The nuclear magnetic data and characteristic data for compound 2c are as follows:
1 H NMR(400MHz,CDCl 3 )δ7.28–7.12(m,4H),5.38(s,1H),4.95(s,1H),3.92–3.89(m,1H),2.66–2.49(m,2H),2.47–2.42(m,3H),2.38(s,3H),2.34–2.21(m,2H),2.13–1.99(m,2H),1.90–1.820(m,1H);
13 C NMR(101MHz,CDCl 3 )δ198.19,166.28,149.35,141.14,138.91,137.88,128.31,128.21,127.03,123.28,113.16,55.02,37.78,30.30,27.89,25.38,23.62,21.46.
< example 4>
A compound 2d is prepared according to the following reaction scheme:
Figure GDA0003032865240000091
the synthetic procedure for compound 2d was similar to that of example 1, except that compound 1a was replaced with compound 1 d. Compound 2d is a yellow solid in 89% yield with an ee of-91%.

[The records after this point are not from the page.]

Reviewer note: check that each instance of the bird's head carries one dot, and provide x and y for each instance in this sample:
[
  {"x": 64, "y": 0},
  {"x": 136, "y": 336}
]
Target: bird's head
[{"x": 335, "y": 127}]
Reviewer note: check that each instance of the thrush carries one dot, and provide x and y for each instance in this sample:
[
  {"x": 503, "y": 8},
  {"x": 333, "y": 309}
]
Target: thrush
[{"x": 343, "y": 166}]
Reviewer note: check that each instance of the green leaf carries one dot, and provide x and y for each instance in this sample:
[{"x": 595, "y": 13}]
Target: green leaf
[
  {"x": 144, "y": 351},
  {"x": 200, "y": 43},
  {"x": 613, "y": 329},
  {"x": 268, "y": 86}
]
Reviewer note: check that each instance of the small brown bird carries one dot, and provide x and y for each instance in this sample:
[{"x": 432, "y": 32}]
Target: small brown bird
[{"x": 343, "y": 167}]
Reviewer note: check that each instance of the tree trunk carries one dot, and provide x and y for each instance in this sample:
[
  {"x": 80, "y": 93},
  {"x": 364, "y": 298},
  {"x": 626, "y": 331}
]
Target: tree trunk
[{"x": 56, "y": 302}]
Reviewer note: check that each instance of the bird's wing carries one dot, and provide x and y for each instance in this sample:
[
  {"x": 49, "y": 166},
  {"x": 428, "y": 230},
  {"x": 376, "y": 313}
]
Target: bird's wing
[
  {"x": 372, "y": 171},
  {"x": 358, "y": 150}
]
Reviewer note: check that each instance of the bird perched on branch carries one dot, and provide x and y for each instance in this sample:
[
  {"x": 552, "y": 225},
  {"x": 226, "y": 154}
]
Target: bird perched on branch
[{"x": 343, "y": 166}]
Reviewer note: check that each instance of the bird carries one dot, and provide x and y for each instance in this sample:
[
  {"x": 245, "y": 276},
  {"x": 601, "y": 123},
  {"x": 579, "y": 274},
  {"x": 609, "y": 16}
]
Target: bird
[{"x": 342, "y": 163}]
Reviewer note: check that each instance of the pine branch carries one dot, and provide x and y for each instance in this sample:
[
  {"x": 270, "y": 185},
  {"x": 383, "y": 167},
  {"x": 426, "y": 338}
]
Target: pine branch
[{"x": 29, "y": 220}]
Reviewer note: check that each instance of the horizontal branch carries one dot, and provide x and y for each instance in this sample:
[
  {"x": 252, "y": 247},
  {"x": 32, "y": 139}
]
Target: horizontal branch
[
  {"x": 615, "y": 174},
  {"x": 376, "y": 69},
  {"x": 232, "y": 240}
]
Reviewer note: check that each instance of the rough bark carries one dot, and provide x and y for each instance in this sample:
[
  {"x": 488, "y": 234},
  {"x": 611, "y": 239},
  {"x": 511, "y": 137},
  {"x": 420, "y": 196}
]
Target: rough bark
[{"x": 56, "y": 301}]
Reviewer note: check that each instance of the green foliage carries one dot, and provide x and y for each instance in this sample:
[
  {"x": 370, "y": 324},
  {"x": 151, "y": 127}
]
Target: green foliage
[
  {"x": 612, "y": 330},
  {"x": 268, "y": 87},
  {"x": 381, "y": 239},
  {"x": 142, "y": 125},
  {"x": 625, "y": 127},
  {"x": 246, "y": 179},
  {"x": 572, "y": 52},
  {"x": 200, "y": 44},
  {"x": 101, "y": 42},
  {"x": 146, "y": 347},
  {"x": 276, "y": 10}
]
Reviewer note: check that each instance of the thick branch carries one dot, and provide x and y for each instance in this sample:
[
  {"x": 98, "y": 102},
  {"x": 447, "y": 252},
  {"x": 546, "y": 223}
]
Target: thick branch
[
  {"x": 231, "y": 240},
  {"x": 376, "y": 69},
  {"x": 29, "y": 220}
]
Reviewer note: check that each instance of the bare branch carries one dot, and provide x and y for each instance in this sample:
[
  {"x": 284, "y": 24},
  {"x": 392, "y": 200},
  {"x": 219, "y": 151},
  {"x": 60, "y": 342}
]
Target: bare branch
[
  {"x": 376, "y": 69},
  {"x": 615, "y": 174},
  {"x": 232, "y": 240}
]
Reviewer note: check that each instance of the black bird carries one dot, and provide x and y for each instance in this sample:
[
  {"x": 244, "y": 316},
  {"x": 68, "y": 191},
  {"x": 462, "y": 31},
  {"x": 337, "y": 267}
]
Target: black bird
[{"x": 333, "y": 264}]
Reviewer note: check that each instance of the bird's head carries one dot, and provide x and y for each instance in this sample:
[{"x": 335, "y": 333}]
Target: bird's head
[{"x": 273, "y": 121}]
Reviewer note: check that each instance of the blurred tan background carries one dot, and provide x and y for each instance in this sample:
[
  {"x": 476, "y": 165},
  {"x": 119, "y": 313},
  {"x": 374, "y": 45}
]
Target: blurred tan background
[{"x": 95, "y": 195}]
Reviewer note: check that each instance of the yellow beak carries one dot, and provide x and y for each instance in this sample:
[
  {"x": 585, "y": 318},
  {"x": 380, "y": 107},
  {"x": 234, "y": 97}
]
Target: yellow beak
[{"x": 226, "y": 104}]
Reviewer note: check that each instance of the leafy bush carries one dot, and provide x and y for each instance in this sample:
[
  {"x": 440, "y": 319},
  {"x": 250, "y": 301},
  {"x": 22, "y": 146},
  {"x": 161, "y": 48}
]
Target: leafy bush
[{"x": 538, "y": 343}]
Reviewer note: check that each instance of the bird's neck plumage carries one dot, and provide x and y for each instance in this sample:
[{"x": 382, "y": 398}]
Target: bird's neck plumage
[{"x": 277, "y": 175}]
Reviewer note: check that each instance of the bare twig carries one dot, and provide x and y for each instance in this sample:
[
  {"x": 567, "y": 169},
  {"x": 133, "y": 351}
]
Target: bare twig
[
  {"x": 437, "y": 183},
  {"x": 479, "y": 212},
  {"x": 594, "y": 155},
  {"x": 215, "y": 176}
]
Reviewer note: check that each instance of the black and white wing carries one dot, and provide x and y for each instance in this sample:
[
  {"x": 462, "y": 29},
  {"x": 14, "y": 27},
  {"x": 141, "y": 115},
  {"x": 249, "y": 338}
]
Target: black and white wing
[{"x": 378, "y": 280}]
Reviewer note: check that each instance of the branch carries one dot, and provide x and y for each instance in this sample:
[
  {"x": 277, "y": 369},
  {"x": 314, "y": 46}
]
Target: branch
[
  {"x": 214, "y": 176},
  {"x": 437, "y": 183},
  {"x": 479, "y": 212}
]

The nuclear magnetic data and characteristic data for compound 2d are as follows:
1 H NMR(400MHz,CDCl 3 )δ7.60–7.58(m,3H),7.54–7.52(m,1H),7.48–7.34(m,5H),5.45(d,J=0.5Hz,1H),5.01(s,1H),3.97–3.93(m,1H),2.65–2.52(m,2H),2.48–2.36(m,3H),2.36–2.27(m,2H),2.12–1.98(m,2H),1.94–1.86(m,1H);
13 C NMR(101MHz,CDCl 3 )δ198.13,166.06,149.22,141.63,141.35,140.94,139.02,128.77,128.75,127.38,127.07,126.41,125.20,125.14,113.74,55.14,37.77,30.23,27.95,25.40,23.61.
< example 5>
A compound 2e is prepared according to the following reaction scheme:
Figure GDA0003032865240000092
the synthetic procedure for compound 2e was similar to that of example 1, except that compound 1a was replaced with compound 1 e. Compound 2e was a yellow oil in 90% yield and-90% ee.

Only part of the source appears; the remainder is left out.